Agriculture

Interim Budget 2019: Farmer leaders criticise PM Kisan Samman Nidhi

Say it adds insult to the injury of farmers

 
By DTE Staff
Published: Monday 04 February 2019

Farmers and farm activists from nine states across the country who had gathered in Shikohpur village in Haryana to watch and respond to the Union Budget, have dismissed the government’s declaration of the PM Kisan Samman Nidhi as ‘adding insult to farmers’ injury’.

While claiming that it is a major step towards doubling farmers’ income and that the farmers will not need to go to moneylenders, the Budget speech announced Rs 6,000 per year per family. “In comparison, the Rythu Bandhu scheme of the Telangana government provides Rs10,000 per acre of support, which means that a 5-acre farmer would get Rs 50,000 per year, giving at least partial support towards cultivation cost. It is a joke to declare that the meagre Rs 6,000 per year will save farmers from the moneylenders, when a typical small farmer requires an investment of at least Rs 1 lakh in cost of cultivation," said Kirankumar Vissa from Rythu Swarajya Vedika, Telangana.  

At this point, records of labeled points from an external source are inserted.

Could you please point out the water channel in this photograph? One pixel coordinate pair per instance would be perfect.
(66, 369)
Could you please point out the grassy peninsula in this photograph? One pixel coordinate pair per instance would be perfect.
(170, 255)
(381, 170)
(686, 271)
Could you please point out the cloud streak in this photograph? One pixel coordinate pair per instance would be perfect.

“The government’s real intention is clear from the decision to begin this scheme retrospectively and to pass on the first installment within this financial year. Clearly, this is a desperate measure to buy farmers’ votes, by transferring Rs.2,000 to their accounts before the election. It is a double insult to the farmers that the government expects to get the farmers’ votes so cheap. Farmers will surely reject this dishonourable bargain," Yogendra Yadav, president of Swaraj India, said. 

The leaders said Prime Minister Modi’s announcement also suffered from additional infirmities, since the PM Kisan Samman Nidhi excluded farmers above five acres even in rain-fed areas, landless cultivators, tenant farmers, and the millions of farmers who do not have land pattas, including Adivasi farmers. It was also not clear how the scheme will be implemented in such a short time period in the absence of any data base of all the farmers. 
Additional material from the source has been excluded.